1. Figure out the positive and negative imbalances for both sides.
2. Figure out the side of the board you wish to play on. You can only play when a favourable imbalance or the possibility of creating a favourable imbalance exists.
3. Don't calculate! Instead, dream up various fantasy positions, i.e., the positions you would most like to achieve.
4. Once you find a fantasy position that makes you happy, you must figure out if you can reach it. If you find that your choice was not possible to implement, you must create another dream position that is easier to achieve.
5. Only now do you look at the moves you wish to calculate (called candidate moves). The candidate moves are all the moves that lead to our dream position.

==Personal life and death==
Silman was married to Gwen Feldman. He died from primary progressive aphasia, a form of dementia, on September 21, 2023, at his home in West Hollywood, California; he was 69 years old.

==Books==
- Silman's Chess Odyssey: Cracked Grandmaster Tales, Legendary Players, and Instruction and Musings, 2022, Siles Press, ISBN 978-1890085247.

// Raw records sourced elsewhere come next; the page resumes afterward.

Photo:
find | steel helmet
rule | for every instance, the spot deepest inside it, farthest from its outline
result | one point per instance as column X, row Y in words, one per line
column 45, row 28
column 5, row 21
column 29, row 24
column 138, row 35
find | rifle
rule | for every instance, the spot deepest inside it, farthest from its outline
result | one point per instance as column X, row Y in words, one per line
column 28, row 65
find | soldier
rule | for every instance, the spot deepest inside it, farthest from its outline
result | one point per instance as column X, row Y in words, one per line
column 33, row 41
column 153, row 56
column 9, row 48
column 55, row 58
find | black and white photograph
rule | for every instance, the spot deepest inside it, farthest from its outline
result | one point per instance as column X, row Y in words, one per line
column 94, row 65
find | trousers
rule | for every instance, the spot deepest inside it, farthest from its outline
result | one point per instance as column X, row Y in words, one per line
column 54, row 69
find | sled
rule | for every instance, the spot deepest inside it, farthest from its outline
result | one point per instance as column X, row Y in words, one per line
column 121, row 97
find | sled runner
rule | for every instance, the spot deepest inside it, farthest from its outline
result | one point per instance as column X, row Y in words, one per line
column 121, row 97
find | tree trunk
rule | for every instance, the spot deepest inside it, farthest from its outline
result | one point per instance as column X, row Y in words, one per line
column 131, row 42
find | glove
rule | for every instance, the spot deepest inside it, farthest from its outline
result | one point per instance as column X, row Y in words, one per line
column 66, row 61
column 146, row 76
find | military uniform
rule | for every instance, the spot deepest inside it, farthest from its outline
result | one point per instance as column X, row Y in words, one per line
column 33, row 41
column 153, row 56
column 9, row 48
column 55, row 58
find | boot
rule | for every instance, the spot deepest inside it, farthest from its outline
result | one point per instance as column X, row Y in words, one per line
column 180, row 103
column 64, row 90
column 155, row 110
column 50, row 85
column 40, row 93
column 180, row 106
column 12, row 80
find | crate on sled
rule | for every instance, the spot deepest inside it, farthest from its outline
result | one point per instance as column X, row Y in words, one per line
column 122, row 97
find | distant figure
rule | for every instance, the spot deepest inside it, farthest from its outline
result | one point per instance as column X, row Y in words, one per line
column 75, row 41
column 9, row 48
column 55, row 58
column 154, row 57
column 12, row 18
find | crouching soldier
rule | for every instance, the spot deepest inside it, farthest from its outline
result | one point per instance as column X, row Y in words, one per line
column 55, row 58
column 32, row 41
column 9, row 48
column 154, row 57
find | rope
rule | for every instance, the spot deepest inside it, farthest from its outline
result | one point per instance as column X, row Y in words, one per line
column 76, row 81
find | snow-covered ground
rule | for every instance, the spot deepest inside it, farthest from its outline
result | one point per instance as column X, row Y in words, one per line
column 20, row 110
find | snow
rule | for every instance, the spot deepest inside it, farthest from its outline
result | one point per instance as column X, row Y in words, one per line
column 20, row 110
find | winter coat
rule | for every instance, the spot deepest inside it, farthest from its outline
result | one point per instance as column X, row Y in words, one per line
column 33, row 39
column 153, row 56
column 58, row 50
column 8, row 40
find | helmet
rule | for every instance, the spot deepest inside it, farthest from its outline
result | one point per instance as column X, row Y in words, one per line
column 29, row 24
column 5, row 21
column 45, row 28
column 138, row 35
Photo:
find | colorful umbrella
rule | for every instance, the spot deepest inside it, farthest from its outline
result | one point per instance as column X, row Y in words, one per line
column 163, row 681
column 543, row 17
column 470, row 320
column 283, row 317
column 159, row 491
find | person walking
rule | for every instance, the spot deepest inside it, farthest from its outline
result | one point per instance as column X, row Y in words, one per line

- Autobiography of a Goat, 2013, 252 pages, Maelstrom Press, ISBN 978-0989928908.
- How to Reassess your Chess (4th edition): Chess Mastery through Chess Imbalances, 2010, 658 pages, Siles Press, ISBN 978-1890085131.
- Silman's Complete Endgame Course: From Beginner To Master, 2007, 530 pages, Siles Press, ISBN 978-1890085100.
- Pal Benko: My Life, Games and Compositions, with Pal Benko and John L. Watson, 2004, 520 pages, Siles Press, ISBN 978-1890085087.
- Gambits in the Slav with William John Donaldson, 2003, 160 pages, Chess Enterprises, ISBN 978-0945470397.
- The Reassess your Chess Workbook: How to Master Chess Imbalances, 2001, 400 pages, Siles Press, ISBN 978-1890085056.
- The Amateur's Mind (2nd edition): Turning Chess Misconceptions into Chess Mastery, 1999, 443 pages, Siles Press, ISBN 978-1890085025.
- Accelerated Dragons (2nd edition) with William John Donaldson, 1998, 320 pages, Everyman Chess, ISBN 978-1857442083.
- The Complete Book of Chess Strategy: Grandmaster Techniques from A to Z, 1998, 360 pages, Siles Press, ISBN 978-1890085018.
- Winning with the Sicilian Defense (2nd edition): A Complete Repertoire against 1.e4, 1998, 353 pages, Chess Digest, ISBN 978-0875681986.
- Essential Chess Endings Explained Move by Move Volume One: Novice thru Intermediate, 1992, 223 pages, Chess Digest, ISBN 978-0875681726.
- The Dynamic Caro-Kann: The Bronstein Larsen and the Original Caro System, 1990, 182 pages, Summit Publishing, ISBN 978-0945806028.
- A Complete Black Repertoire, 1986, 126 pages, Chess Digest, ISBN 978-0875681634.